Ele sorriu sem me olhar.
— Há muitos anos.
— E o que faz aqui exatamente?
O homem demorou a responder.
Seus olhos continuavam fixos em algum ponto distante da praça.
— Eu espero.
Olhei ao redor. Não havia nenhum sinal de que alguém estivesse prestes a aparecer.
— Espera quem? Se eu puder perguntar, claro.
Pela primeira vez, ele virou o rosto em minha direção.
O sorriso continuava ali. Pequeno, mas tranquilo.
— Os dias bons.
Fiquei em silêncio.
Ele voltou a olhar para a praça.

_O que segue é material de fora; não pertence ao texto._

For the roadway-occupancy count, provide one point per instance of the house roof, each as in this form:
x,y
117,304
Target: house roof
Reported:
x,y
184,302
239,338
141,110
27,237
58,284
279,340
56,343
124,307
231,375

Havia crianças correndo perto dos bancos. Pássaros disputavam migalhas espalhadas pelo chão. Uma senhora atravessava a rua carregando flores, enquanto o marido vinha logo atrás, desajeitado, carregando o filho nos braços e sorrindo como se tivesse acabado de realizar o maior ato de amor de sua vida.
O vento balançava lentamente as folhas da árvore acima de nós.
Foi então que tive um estalo.
Ele realmente não estava esperando ninguém. Só estava aprendendo a não deixar a vida passar depressa demais.
Quando me levantei para ir embora, o senhor continuou lá, sentado, observando cada detalhe tranquilamente, como fazia todos os dias. Como provavelmente faria no dia seguinte. E no outro.
Enquanto eu voltava para casa carregando fotografias e lembranças da viagem, ele permaneceu ali, esperando os dias bons.
E eu fui embora com a sensação de que talvez passasse tempo demais esperando a vida acontecer, quando ela já estava acontecendo.

Imagem gerada com IA para fins ilustrativos
E você, cósmico leitor?
Está esperando os dias bons chegarem ou já consegue enxergá-los nos pequenos momentos que acontecem diante de você todos os dias?